Mientras, haremos bien en practicarlas a conciencia, eligiendo momento, pompa y circunstancia y tomando distancia de la gratitud indiscriminada, sin peso ni forma. El agradecimiento honesto es y debe ser un acto consciente en el que decimos más que palabras. Para agradecer hay que poner el cuerpo y hacerse cargo de su peso. Cerati, por conciencia, oficio, o vaya a saber uno qué, lo intuyó. El cierre de aquel show de Soda en River Plate no exigió palabras posteriores: Cerati dejó el futuro en nuestras manos en el punto final que siguió a las «gracias totales». Cerati culminó una historia sin guardarse nada para sí: agradeció todo. Soda, la mayor banda de la historia del rock en español, quedó en nuestras manos porque siempre estuvo en ellas.

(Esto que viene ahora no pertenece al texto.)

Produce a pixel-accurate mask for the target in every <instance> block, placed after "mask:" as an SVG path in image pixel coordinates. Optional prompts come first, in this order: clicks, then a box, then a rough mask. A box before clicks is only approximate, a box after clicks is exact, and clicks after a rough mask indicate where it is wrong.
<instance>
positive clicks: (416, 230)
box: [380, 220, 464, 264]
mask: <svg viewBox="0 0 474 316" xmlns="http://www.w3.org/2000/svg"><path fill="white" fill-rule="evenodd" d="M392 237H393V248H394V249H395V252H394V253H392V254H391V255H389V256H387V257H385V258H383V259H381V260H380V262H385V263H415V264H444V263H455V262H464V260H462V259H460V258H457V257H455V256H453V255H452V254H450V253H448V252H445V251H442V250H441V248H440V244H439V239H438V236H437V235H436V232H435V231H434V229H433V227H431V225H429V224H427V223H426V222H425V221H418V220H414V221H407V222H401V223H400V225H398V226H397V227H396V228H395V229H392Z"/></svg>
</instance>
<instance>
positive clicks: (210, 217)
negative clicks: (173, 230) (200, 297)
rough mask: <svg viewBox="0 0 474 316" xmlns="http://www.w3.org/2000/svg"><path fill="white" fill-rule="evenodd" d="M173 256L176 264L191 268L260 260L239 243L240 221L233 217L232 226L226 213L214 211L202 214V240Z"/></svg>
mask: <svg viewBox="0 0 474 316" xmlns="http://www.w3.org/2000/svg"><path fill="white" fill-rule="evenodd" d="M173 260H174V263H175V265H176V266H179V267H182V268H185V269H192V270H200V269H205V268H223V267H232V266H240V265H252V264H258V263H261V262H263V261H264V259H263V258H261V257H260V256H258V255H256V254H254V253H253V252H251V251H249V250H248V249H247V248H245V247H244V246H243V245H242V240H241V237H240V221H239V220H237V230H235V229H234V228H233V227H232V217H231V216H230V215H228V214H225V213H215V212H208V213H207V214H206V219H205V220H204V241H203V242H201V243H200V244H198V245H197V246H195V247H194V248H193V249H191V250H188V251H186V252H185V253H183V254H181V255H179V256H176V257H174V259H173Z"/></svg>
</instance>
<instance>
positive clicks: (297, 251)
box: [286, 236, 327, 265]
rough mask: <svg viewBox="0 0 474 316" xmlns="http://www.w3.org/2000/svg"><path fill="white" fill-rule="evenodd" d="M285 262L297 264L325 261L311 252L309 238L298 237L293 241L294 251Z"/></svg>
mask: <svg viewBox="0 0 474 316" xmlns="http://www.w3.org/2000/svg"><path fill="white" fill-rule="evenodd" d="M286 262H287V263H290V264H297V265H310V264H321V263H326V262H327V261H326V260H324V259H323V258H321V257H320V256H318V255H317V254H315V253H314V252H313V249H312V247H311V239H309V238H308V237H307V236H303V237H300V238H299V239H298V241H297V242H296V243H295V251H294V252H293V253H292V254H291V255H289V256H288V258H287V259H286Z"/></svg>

En la aceleración líquida de hoy, el agradecimiento se parece cada vez más a un freno en el ciclo, basura innecesaria en el buzón de correo atestado. Pero no lo fue aquella noche veloz de Buenos Aires ni con una banda «de música ligera» celebrándose a sí misma. Entonces Cerati rompió cierto molde.
Una estrella de rock beligerante que agradece pierde algo de su brillo contestatario, empieza a apagarse. Pero hay mérito cuando un virtuoso de ego oceánico que no tiene rebeldías pendientes es capaz de echarse encima la tela de la humildad para reconocer el préstamo social de la fama. Sí, mamá, es lo que corresponde, pero el agradecimiento no es una axiología. Cerati, un ídolo del rock latinoamericano, podría haber exigido en aquella primavera argentina sacrificios al pie del escenario, pero si el agradecimiento es función de la humildad, entonces sus gracias totales fueron una exhalación redentora.

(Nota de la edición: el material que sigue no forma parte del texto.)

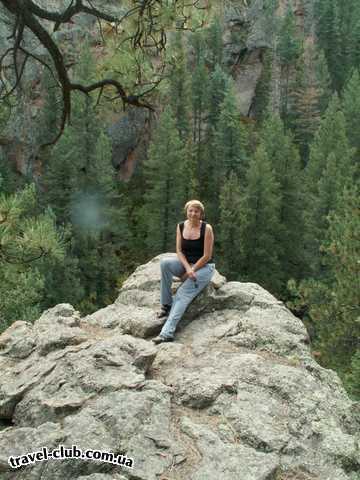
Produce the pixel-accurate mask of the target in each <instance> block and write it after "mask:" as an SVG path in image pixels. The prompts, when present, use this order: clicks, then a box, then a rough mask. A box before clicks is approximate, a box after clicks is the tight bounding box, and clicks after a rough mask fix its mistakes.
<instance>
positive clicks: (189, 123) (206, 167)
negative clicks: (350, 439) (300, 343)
mask: <svg viewBox="0 0 360 480" xmlns="http://www.w3.org/2000/svg"><path fill="white" fill-rule="evenodd" d="M279 1H280V0H279ZM220 3H221V4H222V3H224V4H225V3H226V2H218V3H217V4H216V5H215V7H214V8H213V9H212V10H211V9H210V12H206V19H205V21H204V20H203V19H201V18H199V19H198V21H197V22H195V23H196V25H194V27H193V28H189V29H185V28H183V29H176V28H173V29H169V32H168V33H167V39H166V48H165V47H164V49H163V50H161V52H160V53H159V55H161V56H162V59H163V61H164V63H163V64H164V65H165V69H164V70H163V71H162V72H161V75H162V78H161V81H157V79H158V76H159V71H158V70H156V71H155V69H154V63H156V61H155V60H154V58H155V57H156V55H157V52H156V51H155V50H154V49H152V50H151V51H150V53H149V52H145V53H144V51H139V52H132V51H131V48H130V47H126V45H125V44H122V43H119V41H118V37H117V33H116V32H114V31H112V30H111V29H110V30H109V31H106V32H103V34H104V36H105V35H107V36H106V37H104V38H103V39H102V41H103V42H105V43H106V46H105V47H104V48H103V49H102V50H101V52H100V53H99V51H98V50H99V48H98V42H99V40H98V39H97V38H94V36H92V35H91V34H89V33H87V32H86V30H85V29H84V32H81V33H80V34H81V38H82V41H81V42H80V43H79V45H78V46H77V49H78V51H77V55H75V57H76V60H77V61H74V59H73V58H72V57H71V62H73V66H71V76H72V78H73V79H74V81H76V82H83V83H88V84H89V83H91V82H96V81H97V80H98V79H99V78H100V77H101V75H102V74H103V73H104V72H108V71H109V69H112V70H113V71H114V72H116V74H117V75H118V76H119V78H121V79H122V81H123V84H124V85H126V86H127V87H129V88H130V87H133V86H134V85H135V86H136V85H137V83H136V81H137V73H138V72H137V70H138V68H140V67H139V65H141V68H142V69H143V70H142V75H143V76H144V78H145V80H144V83H143V85H146V84H147V83H148V84H149V85H151V88H150V90H151V92H150V97H149V98H150V100H149V104H151V109H150V108H149V109H146V108H143V109H141V107H137V106H135V105H128V106H126V105H123V104H122V103H120V104H116V103H111V102H107V103H106V104H105V102H101V101H99V92H90V93H88V94H84V92H81V91H76V90H75V91H72V92H71V120H70V121H69V122H67V123H66V125H65V128H64V131H63V132H62V134H61V136H60V137H59V138H58V139H57V141H56V142H55V143H52V140H53V137H54V132H57V131H59V129H60V127H61V115H62V112H61V103H62V98H61V91H60V89H59V84H58V82H57V80H56V78H55V77H54V75H53V74H52V73H51V72H50V71H49V69H47V68H45V67H44V66H42V67H40V68H39V69H38V77H39V78H38V83H37V86H36V88H37V89H38V91H39V92H40V97H41V108H39V109H38V113H37V115H36V116H34V118H29V122H31V128H30V127H29V131H30V130H31V145H32V146H33V148H34V152H36V154H34V155H33V156H32V157H31V158H32V161H31V162H30V163H29V165H28V168H27V169H26V171H24V170H23V171H22V172H19V169H18V168H17V166H16V162H14V159H13V157H12V156H11V155H9V154H8V150H7V149H6V148H4V145H5V144H6V141H5V137H6V138H7V137H8V136H9V135H10V136H11V133H12V130H13V131H15V130H16V129H17V128H18V126H17V125H18V123H17V115H19V111H21V108H22V107H21V105H22V104H23V103H22V102H25V100H24V99H25V97H26V95H25V92H24V91H23V90H21V88H20V87H21V84H20V85H17V86H16V87H15V88H14V89H13V90H12V91H11V89H10V93H9V89H8V90H6V89H5V87H6V85H5V84H4V82H3V83H2V86H1V90H0V93H1V96H0V263H1V268H0V332H1V331H4V330H5V329H6V328H7V327H8V326H10V325H11V324H12V323H13V322H14V321H16V320H26V321H33V320H35V319H37V318H38V317H39V316H40V314H41V312H42V311H43V310H45V309H47V308H50V307H52V306H54V305H56V304H58V303H64V302H65V303H71V304H72V305H73V306H74V307H75V308H76V309H77V310H79V311H80V312H81V314H82V315H86V314H89V313H92V312H94V311H96V310H98V309H100V308H102V307H104V306H106V305H108V304H110V303H112V302H114V301H115V299H116V297H117V292H118V289H119V288H120V287H121V285H122V283H123V282H124V281H125V280H126V278H127V277H128V276H129V275H130V274H131V273H132V272H133V271H134V269H135V268H136V267H137V266H139V265H141V264H143V263H145V262H147V261H149V260H150V259H151V258H153V257H154V256H156V255H158V254H160V253H164V252H173V251H175V227H176V224H177V223H178V222H179V221H181V220H183V218H184V212H183V206H184V204H185V203H186V201H187V200H189V199H193V198H196V199H199V200H201V201H202V202H203V203H204V205H205V209H206V221H208V222H209V223H211V225H212V226H213V229H214V233H215V247H214V258H215V262H216V267H217V270H218V271H219V272H220V273H221V274H222V275H224V276H226V277H227V279H228V280H236V281H241V282H255V283H258V284H260V285H261V286H262V287H264V288H265V289H267V290H268V291H270V292H271V293H272V294H273V295H275V296H276V297H277V298H279V299H281V300H282V301H283V302H284V303H285V304H286V305H287V306H288V307H289V308H290V309H291V310H292V312H293V313H294V314H295V315H297V316H298V317H300V318H301V319H302V320H303V322H304V323H305V325H306V327H307V329H308V332H309V336H310V341H311V347H312V351H313V354H314V356H316V358H317V360H318V362H319V363H320V364H321V365H323V366H324V367H326V368H331V369H334V370H336V371H337V372H338V373H339V375H340V377H341V378H342V380H343V382H344V385H345V387H346V389H347V390H348V392H349V394H350V395H351V396H352V397H353V398H354V399H360V201H359V198H360V197H359V187H360V184H359V176H360V171H359V159H360V3H359V2H358V0H347V1H346V2H344V1H343V0H314V1H313V2H307V1H305V0H304V1H303V2H302V4H304V5H305V6H304V8H305V7H306V4H307V3H312V4H313V5H312V6H313V17H312V21H310V20H307V23H306V22H305V23H304V24H301V25H300V26H299V15H296V13H297V12H296V11H295V10H294V8H293V2H291V1H289V2H286V1H284V2H281V4H282V5H283V6H285V8H284V9H283V11H282V14H281V15H280V14H279V13H278V8H279V2H278V1H276V0H264V11H263V13H262V15H264V19H265V20H264V26H263V28H264V30H265V29H266V28H267V29H268V30H269V31H268V32H267V33H266V35H267V39H268V42H269V45H270V47H267V46H264V47H263V48H262V51H261V62H262V70H261V74H260V75H259V78H258V79H257V83H256V88H255V95H254V98H253V100H252V105H251V109H250V110H249V111H248V112H244V111H243V110H242V109H241V106H240V105H239V91H240V90H241V83H239V82H237V81H236V79H237V67H238V68H239V69H240V70H241V55H246V48H244V49H242V50H241V49H240V54H239V58H238V59H237V60H236V61H235V62H234V61H233V60H231V61H230V60H229V54H228V50H227V49H226V42H225V41H224V38H227V39H228V41H229V35H230V36H231V42H232V43H233V44H234V43H235V44H236V43H238V44H241V45H242V44H244V45H245V44H246V35H247V32H246V26H245V27H244V28H243V29H238V30H236V29H233V30H231V33H230V34H229V32H228V24H227V19H226V12H225V13H224V8H223V6H222V7H221V8H220V7H219V5H220ZM230 3H231V2H230ZM233 3H234V4H237V6H238V8H240V6H243V3H245V4H246V5H248V4H251V1H248V2H241V1H238V2H235V1H234V2H233ZM300 3H301V2H300ZM0 8H1V7H0ZM234 8H235V7H234ZM170 13H171V12H170V11H169V12H167V15H169V16H170ZM203 14H204V13H203V12H200V13H199V15H203ZM0 17H1V16H0ZM169 18H170V17H169ZM0 21H4V20H2V19H1V18H0ZM163 21H164V22H165V21H166V22H168V18H167V17H166V18H165V19H163ZM124 45H125V46H124ZM126 48H127V49H126ZM241 52H243V53H241ZM146 55H147V56H146ZM30 60H31V59H30ZM30 60H29V61H30ZM71 62H70V63H71ZM236 62H238V64H237V63H236ZM135 77H136V78H135ZM155 77H156V78H155ZM5 83H6V82H5ZM20 83H21V82H20ZM4 85H5V86H4ZM152 85H154V88H153V89H152ZM275 87H276V88H275ZM142 88H144V87H143V86H142ZM4 92H5V93H6V94H5V93H4ZM275 92H276V95H275ZM103 95H104V94H103ZM108 96H111V95H110V93H109V94H108ZM124 107H125V108H124ZM129 110H137V111H143V112H145V113H144V115H145V116H146V119H147V120H146V124H147V126H148V127H147V131H146V138H143V139H142V140H143V141H144V145H145V146H144V148H143V151H142V153H141V155H138V157H137V159H136V162H135V166H134V168H133V171H132V174H131V175H130V176H129V178H121V175H119V171H118V169H116V168H115V167H114V163H113V161H112V159H113V143H112V141H111V138H110V135H109V128H110V126H111V124H112V122H113V121H114V119H115V118H116V119H117V118H119V117H121V116H122V115H127V112H128V111H129ZM144 136H145V133H144ZM49 144H50V145H49ZM44 145H45V148H42V147H44Z"/></svg>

La palabra «eucaristía», después de todo, significa acción de gracias, y la conclusión de la ceremonia que lo convertiría en mito fue incuestionable. Unos segundos antes de la unción, en la última estrofa de la última canción, Gustavo Cerati cantó que de aquel amor «de música ligera, nada nos libra, nada más queda», la guitarra hizo chan-chan y la multitud se abrió para él. Entonces el divo dio un paso adelante, se entregó en gratitud a sus devotos y abrió los brazos en cruz."